In the Broadway show “Les Miserables” Fantine sings a sad song…it is a lament for her lost youth, lost beauty, and lost innocence she sings. I had a dream that life would be so different than the hell I am living. So different now than what it seemed now life has killed the dream I dreamed. What causes such despair? Have you ever felt like that? Would the words of this song describe you? I think they would describe the woman in our gospel today. I think she could easily sing this song.
Our gospel today is full of strange and wonderful things. First, Jesus is acting very strange. Look where he goes, to Schechem, a Samaritan town. This would be like a modern day Rabbi going to Gaza (Palestinians). The Samaritans and the Jews stayed away from each other. Jesus stops by a well there and sends his disciples away. It would seem he is setting the whole thing up. A lone woman comes to draw water, a woman whose name we never know.

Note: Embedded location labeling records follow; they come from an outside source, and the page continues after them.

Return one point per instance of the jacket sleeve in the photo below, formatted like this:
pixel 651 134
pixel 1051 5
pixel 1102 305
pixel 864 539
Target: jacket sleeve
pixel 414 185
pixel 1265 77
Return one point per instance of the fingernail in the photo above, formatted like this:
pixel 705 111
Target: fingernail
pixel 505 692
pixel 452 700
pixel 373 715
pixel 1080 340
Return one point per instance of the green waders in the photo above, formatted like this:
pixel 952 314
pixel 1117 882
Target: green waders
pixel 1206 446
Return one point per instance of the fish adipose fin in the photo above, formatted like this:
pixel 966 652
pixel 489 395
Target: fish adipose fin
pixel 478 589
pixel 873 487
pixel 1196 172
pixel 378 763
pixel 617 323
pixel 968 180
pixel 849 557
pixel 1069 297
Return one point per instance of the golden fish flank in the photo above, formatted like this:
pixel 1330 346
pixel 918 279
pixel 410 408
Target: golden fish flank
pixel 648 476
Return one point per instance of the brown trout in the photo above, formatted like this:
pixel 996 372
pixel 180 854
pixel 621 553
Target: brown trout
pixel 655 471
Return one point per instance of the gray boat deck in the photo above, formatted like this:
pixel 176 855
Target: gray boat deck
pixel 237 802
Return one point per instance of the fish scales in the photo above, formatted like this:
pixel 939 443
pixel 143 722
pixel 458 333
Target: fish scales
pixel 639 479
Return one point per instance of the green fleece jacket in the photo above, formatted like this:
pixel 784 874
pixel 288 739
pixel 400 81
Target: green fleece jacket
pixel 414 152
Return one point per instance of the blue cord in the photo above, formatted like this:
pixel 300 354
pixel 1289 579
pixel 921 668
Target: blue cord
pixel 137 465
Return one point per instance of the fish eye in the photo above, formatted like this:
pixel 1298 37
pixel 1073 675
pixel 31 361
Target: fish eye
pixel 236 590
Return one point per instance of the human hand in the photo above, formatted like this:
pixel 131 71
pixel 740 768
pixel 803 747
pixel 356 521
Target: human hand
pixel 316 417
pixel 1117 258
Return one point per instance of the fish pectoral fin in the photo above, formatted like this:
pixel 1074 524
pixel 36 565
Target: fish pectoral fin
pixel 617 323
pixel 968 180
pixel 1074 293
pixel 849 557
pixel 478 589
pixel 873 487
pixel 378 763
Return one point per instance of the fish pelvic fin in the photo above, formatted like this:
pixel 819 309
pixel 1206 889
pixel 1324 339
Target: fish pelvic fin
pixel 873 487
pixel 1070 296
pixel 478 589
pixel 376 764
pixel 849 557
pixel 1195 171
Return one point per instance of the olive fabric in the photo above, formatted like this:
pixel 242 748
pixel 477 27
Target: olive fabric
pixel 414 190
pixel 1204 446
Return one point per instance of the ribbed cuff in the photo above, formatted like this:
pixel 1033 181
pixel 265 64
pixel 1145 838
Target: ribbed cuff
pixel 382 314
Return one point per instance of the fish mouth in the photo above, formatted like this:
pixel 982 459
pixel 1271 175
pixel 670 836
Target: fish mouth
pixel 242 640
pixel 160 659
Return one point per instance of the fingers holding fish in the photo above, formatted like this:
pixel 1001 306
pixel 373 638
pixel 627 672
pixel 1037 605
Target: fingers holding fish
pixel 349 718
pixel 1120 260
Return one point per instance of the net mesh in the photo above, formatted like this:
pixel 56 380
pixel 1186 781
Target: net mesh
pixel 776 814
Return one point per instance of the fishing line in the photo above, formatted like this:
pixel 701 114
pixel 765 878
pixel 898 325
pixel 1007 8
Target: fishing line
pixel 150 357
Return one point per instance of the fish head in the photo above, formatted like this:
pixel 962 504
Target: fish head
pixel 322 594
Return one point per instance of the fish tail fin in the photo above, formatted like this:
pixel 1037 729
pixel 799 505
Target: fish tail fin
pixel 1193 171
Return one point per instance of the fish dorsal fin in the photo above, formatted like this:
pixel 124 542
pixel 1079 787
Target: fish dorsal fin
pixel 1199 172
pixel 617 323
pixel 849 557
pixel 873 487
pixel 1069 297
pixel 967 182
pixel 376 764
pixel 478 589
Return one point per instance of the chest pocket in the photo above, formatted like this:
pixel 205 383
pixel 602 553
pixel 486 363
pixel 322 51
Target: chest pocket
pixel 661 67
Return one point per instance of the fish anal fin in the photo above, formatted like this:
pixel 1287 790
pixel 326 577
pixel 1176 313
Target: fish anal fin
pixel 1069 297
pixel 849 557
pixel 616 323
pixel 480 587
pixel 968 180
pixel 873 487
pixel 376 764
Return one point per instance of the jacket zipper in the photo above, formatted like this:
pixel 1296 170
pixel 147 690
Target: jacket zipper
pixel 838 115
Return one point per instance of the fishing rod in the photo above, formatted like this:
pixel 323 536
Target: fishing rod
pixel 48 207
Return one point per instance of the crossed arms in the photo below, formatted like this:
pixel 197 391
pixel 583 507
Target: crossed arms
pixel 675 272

By her coming alone at noon to the well, we learn everything we need to know about her. First, she is alone and it is noon. Women always went to the well in a group. It was unheard of for a woman to be alone. Secondly, they would always go early in the morning, or in the evening, never at mid-day, the sun was too hot. So, we can tell that this woman is an outcast. The respectable woman of the town would not want to be seen with her. Jesus asks the woman for a drink, by doing so he is breaking the law.

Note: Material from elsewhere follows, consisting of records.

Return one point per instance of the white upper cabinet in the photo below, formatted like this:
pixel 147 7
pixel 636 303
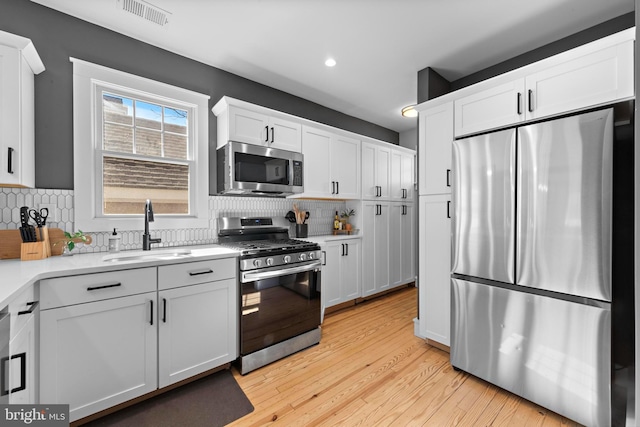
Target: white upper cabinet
pixel 19 62
pixel 597 73
pixel 491 108
pixel 244 122
pixel 345 167
pixel 434 149
pixel 331 166
pixel 402 175
pixel 376 171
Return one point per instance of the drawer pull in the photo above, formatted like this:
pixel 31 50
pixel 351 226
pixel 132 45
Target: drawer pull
pixel 32 306
pixel 23 373
pixel 95 288
pixel 198 273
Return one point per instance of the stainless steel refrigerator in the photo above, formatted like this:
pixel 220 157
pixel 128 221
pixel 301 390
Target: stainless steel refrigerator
pixel 532 263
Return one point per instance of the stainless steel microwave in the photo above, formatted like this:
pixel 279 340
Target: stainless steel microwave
pixel 256 170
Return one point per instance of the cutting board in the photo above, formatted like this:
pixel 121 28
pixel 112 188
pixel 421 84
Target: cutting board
pixel 10 242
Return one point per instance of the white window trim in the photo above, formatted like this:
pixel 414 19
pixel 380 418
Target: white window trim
pixel 87 77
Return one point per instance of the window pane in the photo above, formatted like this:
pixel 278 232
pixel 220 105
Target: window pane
pixel 148 115
pixel 148 142
pixel 175 120
pixel 129 183
pixel 175 146
pixel 117 109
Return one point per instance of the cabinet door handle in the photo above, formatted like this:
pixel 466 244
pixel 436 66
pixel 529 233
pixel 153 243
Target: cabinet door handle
pixel 10 160
pixel 95 288
pixel 32 306
pixel 198 273
pixel 23 373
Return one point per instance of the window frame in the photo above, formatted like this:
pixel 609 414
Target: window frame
pixel 89 82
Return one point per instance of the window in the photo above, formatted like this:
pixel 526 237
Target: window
pixel 146 140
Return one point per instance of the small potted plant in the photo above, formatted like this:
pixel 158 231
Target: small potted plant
pixel 70 240
pixel 345 218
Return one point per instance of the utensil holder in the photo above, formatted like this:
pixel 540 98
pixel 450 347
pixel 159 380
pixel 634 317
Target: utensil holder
pixel 302 230
pixel 36 250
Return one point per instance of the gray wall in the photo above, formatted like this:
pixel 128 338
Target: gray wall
pixel 582 37
pixel 57 37
pixel 431 84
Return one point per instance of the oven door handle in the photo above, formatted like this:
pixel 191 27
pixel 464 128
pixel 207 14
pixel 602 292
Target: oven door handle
pixel 251 276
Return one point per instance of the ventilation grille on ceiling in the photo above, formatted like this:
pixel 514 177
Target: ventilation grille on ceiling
pixel 146 11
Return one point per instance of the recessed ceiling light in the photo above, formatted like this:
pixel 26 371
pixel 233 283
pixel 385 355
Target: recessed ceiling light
pixel 330 62
pixel 409 111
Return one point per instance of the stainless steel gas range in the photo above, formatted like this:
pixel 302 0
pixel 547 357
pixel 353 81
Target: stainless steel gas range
pixel 280 289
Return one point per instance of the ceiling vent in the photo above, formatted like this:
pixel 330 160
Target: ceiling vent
pixel 145 10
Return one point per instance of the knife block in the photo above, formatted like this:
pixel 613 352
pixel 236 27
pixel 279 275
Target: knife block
pixel 36 250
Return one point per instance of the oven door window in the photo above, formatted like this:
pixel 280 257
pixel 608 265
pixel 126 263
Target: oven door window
pixel 279 308
pixel 261 169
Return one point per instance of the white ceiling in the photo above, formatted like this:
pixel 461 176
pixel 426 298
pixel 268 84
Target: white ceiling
pixel 379 45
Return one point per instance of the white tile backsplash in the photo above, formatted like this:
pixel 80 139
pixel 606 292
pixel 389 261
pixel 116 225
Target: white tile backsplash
pixel 321 213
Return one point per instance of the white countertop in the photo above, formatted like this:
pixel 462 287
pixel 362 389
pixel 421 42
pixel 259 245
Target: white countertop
pixel 330 237
pixel 16 275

It was not acceptable for a man to speak to a woman alone. He would also become ritually impure by drinking from her cup. Even the woman asks how a Jew can ask a Samaritan for water. Jesus responds, if you knew the gift of God and Who it is that is saying to you give Me a drink. You would have asked Him and He would have given you living water. The story of living water is a drama about faith. And we see how an individual and a community come to believe in Christ. As always, the Lord takes the initiative.

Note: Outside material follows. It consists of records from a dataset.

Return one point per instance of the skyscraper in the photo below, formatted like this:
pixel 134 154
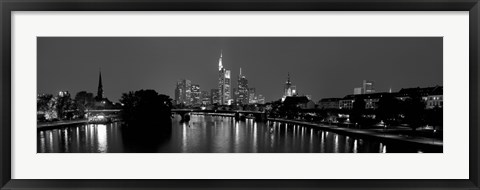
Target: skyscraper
pixel 251 96
pixel 183 92
pixel 214 96
pixel 289 89
pixel 99 96
pixel 243 96
pixel 368 87
pixel 195 95
pixel 206 98
pixel 224 87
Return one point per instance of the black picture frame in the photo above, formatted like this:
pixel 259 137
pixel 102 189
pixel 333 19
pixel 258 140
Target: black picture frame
pixel 7 6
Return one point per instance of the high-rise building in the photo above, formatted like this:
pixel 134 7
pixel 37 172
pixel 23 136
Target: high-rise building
pixel 224 87
pixel 99 96
pixel 368 87
pixel 289 89
pixel 206 99
pixel 251 96
pixel 214 96
pixel 183 92
pixel 357 90
pixel 195 94
pixel 260 99
pixel 243 95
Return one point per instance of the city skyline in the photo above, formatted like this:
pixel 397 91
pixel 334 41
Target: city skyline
pixel 55 53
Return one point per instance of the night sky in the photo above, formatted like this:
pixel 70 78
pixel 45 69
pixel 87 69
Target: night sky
pixel 322 67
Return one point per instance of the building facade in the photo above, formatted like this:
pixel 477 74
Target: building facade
pixel 368 87
pixel 224 84
pixel 289 89
pixel 329 103
pixel 242 89
pixel 195 95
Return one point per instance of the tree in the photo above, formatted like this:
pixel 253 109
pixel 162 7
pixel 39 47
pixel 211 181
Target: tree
pixel 414 110
pixel 83 101
pixel 64 104
pixel 146 108
pixel 388 109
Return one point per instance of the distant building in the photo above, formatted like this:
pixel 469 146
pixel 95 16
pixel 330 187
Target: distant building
pixel 195 95
pixel 432 96
pixel 346 102
pixel 224 83
pixel 206 98
pixel 435 98
pixel 260 99
pixel 289 89
pixel 329 103
pixel 368 87
pixel 243 95
pixel 357 90
pixel 214 96
pixel 251 96
pixel 297 101
pixel 371 100
pixel 99 96
pixel 183 92
pixel 63 93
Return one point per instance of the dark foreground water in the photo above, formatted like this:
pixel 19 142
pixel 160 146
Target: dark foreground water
pixel 208 134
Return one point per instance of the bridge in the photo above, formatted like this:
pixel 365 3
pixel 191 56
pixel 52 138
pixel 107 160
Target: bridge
pixel 238 114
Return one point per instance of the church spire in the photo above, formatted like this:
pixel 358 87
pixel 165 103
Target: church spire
pixel 100 86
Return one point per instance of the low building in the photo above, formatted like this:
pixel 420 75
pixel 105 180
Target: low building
pixel 432 96
pixel 346 102
pixel 329 103
pixel 296 101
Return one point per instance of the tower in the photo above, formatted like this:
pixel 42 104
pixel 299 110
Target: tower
pixel 224 90
pixel 100 87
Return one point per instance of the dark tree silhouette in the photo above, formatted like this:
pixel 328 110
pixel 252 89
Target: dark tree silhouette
pixel 64 105
pixel 83 101
pixel 146 108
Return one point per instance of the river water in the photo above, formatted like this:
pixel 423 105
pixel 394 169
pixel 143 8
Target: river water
pixel 209 134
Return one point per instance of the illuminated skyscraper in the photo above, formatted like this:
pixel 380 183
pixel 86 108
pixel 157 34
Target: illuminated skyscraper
pixel 100 88
pixel 224 87
pixel 251 96
pixel 242 96
pixel 289 89
pixel 183 92
pixel 195 95
pixel 368 87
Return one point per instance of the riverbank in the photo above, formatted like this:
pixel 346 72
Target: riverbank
pixel 362 133
pixel 57 124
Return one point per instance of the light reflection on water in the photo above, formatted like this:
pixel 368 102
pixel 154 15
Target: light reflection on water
pixel 208 134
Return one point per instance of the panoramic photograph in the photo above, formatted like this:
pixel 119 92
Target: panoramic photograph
pixel 239 95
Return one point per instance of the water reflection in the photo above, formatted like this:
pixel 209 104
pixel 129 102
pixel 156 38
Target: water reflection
pixel 206 134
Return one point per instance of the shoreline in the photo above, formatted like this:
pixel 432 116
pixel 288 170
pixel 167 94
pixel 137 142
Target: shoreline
pixel 418 141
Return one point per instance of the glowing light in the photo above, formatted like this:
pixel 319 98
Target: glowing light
pixel 355 146
pixel 102 138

He speaks and a woman begins to sip living water. Without knowing it, yes, the pieces of her life start to fit. She knows only that the Messiah is coming and Jesus tells her. I who speak to you am He, He even uses of Himself the title of Divinity…I am. Still not sure who Jesus is, the woman rushes from the well to the city crying breathlessly to all she meets. Come see a man who told me all that I ever did, can this be the Christ? Not certainty, but a touch of hope, can this be Christ?
And the drama of belief expands, someone who knows everything this much married woman ever did, this they have to see. They rush out to see the Prodigy for themselves. Once they see Him, they ask Him to stay for two days. Many of the Samaritans have already believed in Him on the woman’s witness. Many more believe because of His word. They say, we have heard for ourselves and we know, that this indeed is the Savior of the World.
What does this beautiful story say to us? Does it occur to you that it is not only Samaritans who should recognize Jesus and ask Him for living water? Every man and woman must, you and I must. Oh yes, you have already tasted it. Otherwise, you would not be here. You have been touched by God’s word, and the Holy Spirit lives in you. So many things claim our attention. From sports, health, work, all good in themselves. But so often, Christ takes a back seat.
We only think about Him on Sunday or during a crisis. Somehow, the Christ who mesmerized the woman at the well must grab us, turn us on. It is not a matter of academic knowledge. You must know Him, not only about Him. But really know Him as you know your closest friend. The Samaritan woman did not hide her living water. Like a bottle of Perrier in the fridge. She left her water jar, jetted back to the town. Grabbed everyone and said, come and see.
This amazing man, could he be the one we have been waiting for? She became an apostle, she brought the message of Jesus to the people. She knew she shared with them her own experience of Him. She urged them to go see for themselves. They went, they brought Him back with them, they spent two days in His company. They heard the word from His very lips and many believed because of her. That fallen woman who became an apostle because she spent time with the Lord. And all the pieces of her life came together.
I suspect that what impelled the Samaritans’ rush to the well was not simply the woman’s confession He told me all that I ever did. It was the fact that she had changed, something had happened to her. This woman with five husbands had all the excitement. All the glow, of someone who has fallen in love for the first time. My friends, when you ask for living water you are taking a great risk. You are asking God to change you, to transform you in the image of His Christ.
To redirect you tomorrow onto roads you cannot map, or even control. And there is great risk, because it means we start to change. But we might feel we are beyond our depth. In one of Graham Green’s novels, there is a dialogue between an American professor and a Trappist monk. The professor asks the monk, “Father, why did you become a Trappist? The life is so hard, there are so many easier ways of following the Lord.” And the monk replies, “I think you know, professor, that when one has to jump. It is so much safer to jump into deep water, so much safer to jump into deep water.”